I armoured down. The Hope Street was sailing a whole new sea now, beneath a pale pink sky with three huge moons hanging low and a sun too bright to look at directly. Long slow ripples spread out from the boat as we chugged steadily towards the simple docks straight ahead of us. The water was thick and viscous, almost
syrupy, with half a dozen vivid colours swirling in it, like a painter’s palette. Far, far below, huge dark shadows swam in great slow circles around the Hope Street, escorting us to shore.
We passed between massive elven ships, standing tall and graceful in the multicoloured waters. Old-fashioned three-masters with great billowing sails and delicate metal hulls, thin as foil, dainty as petals, strong as eternity. The sails were made from tanned hides, their rigging as intricate as the most delicate lace or spiderwebs. No one stood on the decks or at the wheels, but none of the ships moved at all, despite the gusting wind. We moved between these sleeping giants like small children creeping through an adult’s world.
“They’re more like works of art than working vessels,” said Walker. “Like the dream of a ship in the designer’s mind . . .”
“They’re real enough,” I said. “Their sails are made from the stretched skins of vanquished enemies.”

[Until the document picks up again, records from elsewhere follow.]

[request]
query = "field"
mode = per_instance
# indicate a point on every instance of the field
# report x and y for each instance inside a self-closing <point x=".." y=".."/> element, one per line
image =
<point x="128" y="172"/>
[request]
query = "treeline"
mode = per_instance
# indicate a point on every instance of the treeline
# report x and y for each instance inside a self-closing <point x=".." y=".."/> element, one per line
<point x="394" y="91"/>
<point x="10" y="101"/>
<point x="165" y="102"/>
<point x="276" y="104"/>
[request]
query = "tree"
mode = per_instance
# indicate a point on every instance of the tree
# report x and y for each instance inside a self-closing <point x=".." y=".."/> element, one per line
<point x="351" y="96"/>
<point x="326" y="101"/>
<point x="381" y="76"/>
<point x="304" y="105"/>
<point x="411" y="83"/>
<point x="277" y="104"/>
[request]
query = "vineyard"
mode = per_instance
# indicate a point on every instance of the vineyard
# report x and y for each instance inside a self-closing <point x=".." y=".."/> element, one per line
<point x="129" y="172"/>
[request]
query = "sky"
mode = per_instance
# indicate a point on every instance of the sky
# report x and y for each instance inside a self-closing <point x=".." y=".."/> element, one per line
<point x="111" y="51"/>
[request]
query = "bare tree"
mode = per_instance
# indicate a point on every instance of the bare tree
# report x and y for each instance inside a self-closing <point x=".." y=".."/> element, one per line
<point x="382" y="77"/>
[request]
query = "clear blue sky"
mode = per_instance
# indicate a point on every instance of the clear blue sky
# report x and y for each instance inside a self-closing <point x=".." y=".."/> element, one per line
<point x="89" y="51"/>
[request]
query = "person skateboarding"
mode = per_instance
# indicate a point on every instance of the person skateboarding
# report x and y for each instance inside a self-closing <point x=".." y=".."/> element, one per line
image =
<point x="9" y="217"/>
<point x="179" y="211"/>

“Including humans?” said Peter.
“Most definitely,” I said.
We all stood very close in the cabin, watching the docks approach. A simple construction made up of thousands of bones, neatly fitted and locked together. On either side of the docks stood two huge elven statues carved from a dark, green-veined marble. They towered above us, sixty feet tall and more, like the legendary Colossus of Rhodes. At least, I thought they were statues until they slowly turned their great heads to follow our progress.
Beyond the docks lay vast stretches of green land. Not exactly grass or moss, but close enough to pass and of a shade so sharp and vivid it almost glowed. And striding across these peaceful green-lands, their feet slamming down in perfect lockstep, came the elves. Thousands of them. They finally crashed to a halt at the very edge of the land, all around the docks, standing straight and tall in perfectly set out ranks. Thousands of elves, standing impossibly still, watching the arrival of the Hope Street with cold glowing golden eyes.